Bojanna Shantheyanda, Dr. Sreya Dutta, Kevin Coscia and David Schiemer Dynalene, Inc.

This article was published in Electronics Cooling Magazine, , Number 4, Volume 21. Click here to view

1.0 Background

Electronics has made its way into practically every aspect of modern life in the recent times. The introduction of the integrated circuit (IC), where several components such as diodes, transistors, resistors, and capacitors are placed on a single chip, revolutionized the electronic industry. The number of components packed in a single chip has increased steadily to Giga-Scale Integration (GSI) today with over a billion components per chip [1]. With a decrease in the size of the electronic components, there has been a dramatic increase in the amount of heat generated per unit volume, jeopardizing the safety and reliability of the electronic equipment. The failure rate of electronic components is doubled for every 10°C increase in the operating temperature. Therefore, thermal control has become increasingly important in the design and operation of the electronic equipment [2].

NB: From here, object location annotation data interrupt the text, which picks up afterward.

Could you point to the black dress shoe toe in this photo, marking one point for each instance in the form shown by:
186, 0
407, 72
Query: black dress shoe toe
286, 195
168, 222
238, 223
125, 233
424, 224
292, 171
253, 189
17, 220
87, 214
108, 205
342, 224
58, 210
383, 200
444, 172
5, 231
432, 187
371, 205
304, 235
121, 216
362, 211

Air cooling has been the preferred cooling techniques for the electronics packages for decades. Combinations of natural, forced and mixed convection air cooling methods are still popular in most of the application due to its simple design, low costs, easy maintenance and high reliability [3]. However, air cooling is less effective compared to liquid cooling due to low thermal conductivity and its inefficiency towards heat removal by convection. Additionally, low density and low specific heat of air compared to liquids diminishes its thermal capacitance and hence,  lessen its ability to store thermal energy without incurring unacceptable temperature rise [4].

A combination of fan and dedicated heat sink combinations for CPU cooling are expected to accommodate a heat flux of about 50 W/cm2 [5].

1.1 Liquid cooling

Liquid cooling is used in the applications involving power densities that are too high for safe dissipation by air cooling. With higher thermal conductivity compared to gases, liquids have much higher heat transfer coefficient [1]. Using high velocities and high pressures, liquid cooling can be used to remove heat up to 200 kW/cm2 [5].  Liquid cooling can be classified into different cooling techniques. Some of the techniques are:

 1.2 Single and two phase liquid cooling

A single phase cooling loop usually consists of a pump, a heat exchanger (cold plate/mini or micro-channels), and a heat sink (radiator with a fan or a liquid to liquid heat exchanger with chilled water cooling) [6]. In a two phase cooling, phase change of the working coolant is used to absorbing the thermal energy from the electronic circuit [7]. Some of the two phase cooling applications are heat pipes, thermosyphons, vapor chambers, sub-cooled boiling, spray cooling, and direct immersion systems [7, 8, 9].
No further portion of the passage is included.